In 1977, Garr co-starred in director Carl Reiner’s Oh, God!, playing the skeptical wife of a supermarket manager (played by John Denver) who is picked by God (George Burns) to spread his message. In Steven Spielberg’s multiple Oscar-nominated hit Close Encounters of the Third Kind later that year, Garr played another disapproving mate, this time of a cable guy (Richard Dreyfuss) who displays increasingly strange and obsessive behavior after an encounter with a UFO. In 1979, Garr appeared in The Black Stallion, based on the classic children’s novel by Walter Farley.
In 1982, Garr co-starred in Tootsie, writer-director Sydney Pollack’s comedy about an out-of-work actor, played by Dustin Hoffman, who dresses in drag to land a role. The film was a huge box-office success and earned nine Academy Award nominations, including Best Picture and Best Supporting Actress for Garr’s portrayal of Sandy Lester, the neurotic actress friend of Hoffman’s character. Garr lost the Oscar to her Tootsie cast mate, Jessica Lange, who played a soap actress for whom Hoffman’s character falls.
Garr went on to appear in such films as Mr.
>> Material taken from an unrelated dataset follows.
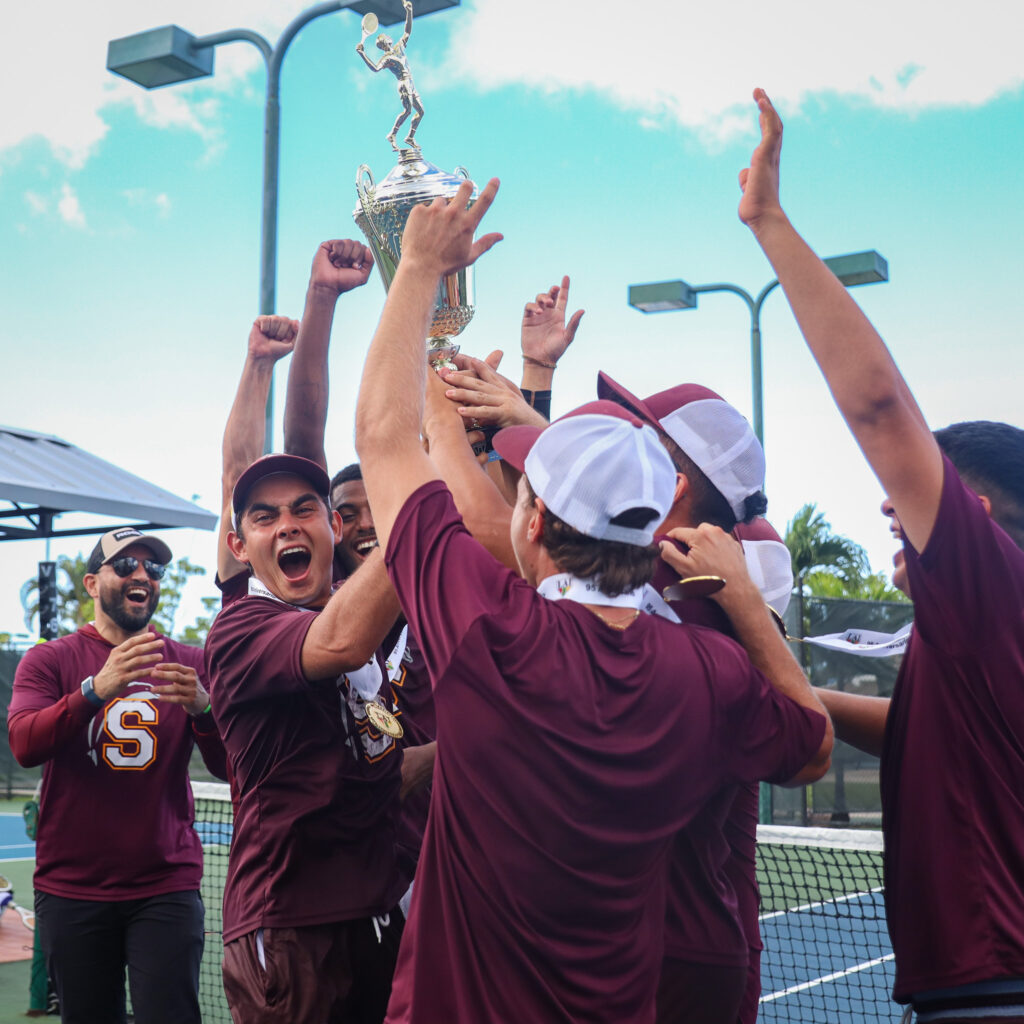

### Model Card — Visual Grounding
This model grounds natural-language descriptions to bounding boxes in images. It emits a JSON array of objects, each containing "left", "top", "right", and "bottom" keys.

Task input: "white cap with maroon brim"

Mom (1983), with Michael Keaton, After Hours (1985), Mom and Dad Save the World (1992) and Dumb & Dumber (1994). Known for her comedic talents, she’s hosted Saturday Night Live several times and has been a frequent guest on The Late Show with David Letterman. Garr also appeared on the hit sitcom Friends as the estranged biological mother of Phoebe Buffay, played by Lisa Kudrow.
In 2002, Garr publicly announced that she has been suffering from multiple sclerosis for a number of years. Since then, she has been a dedicated advocate for awareness of the disease. Garr published an autobiography, Speedbumps, in 2005.
To quote the Bicentennial Minute, "And that's the way it was".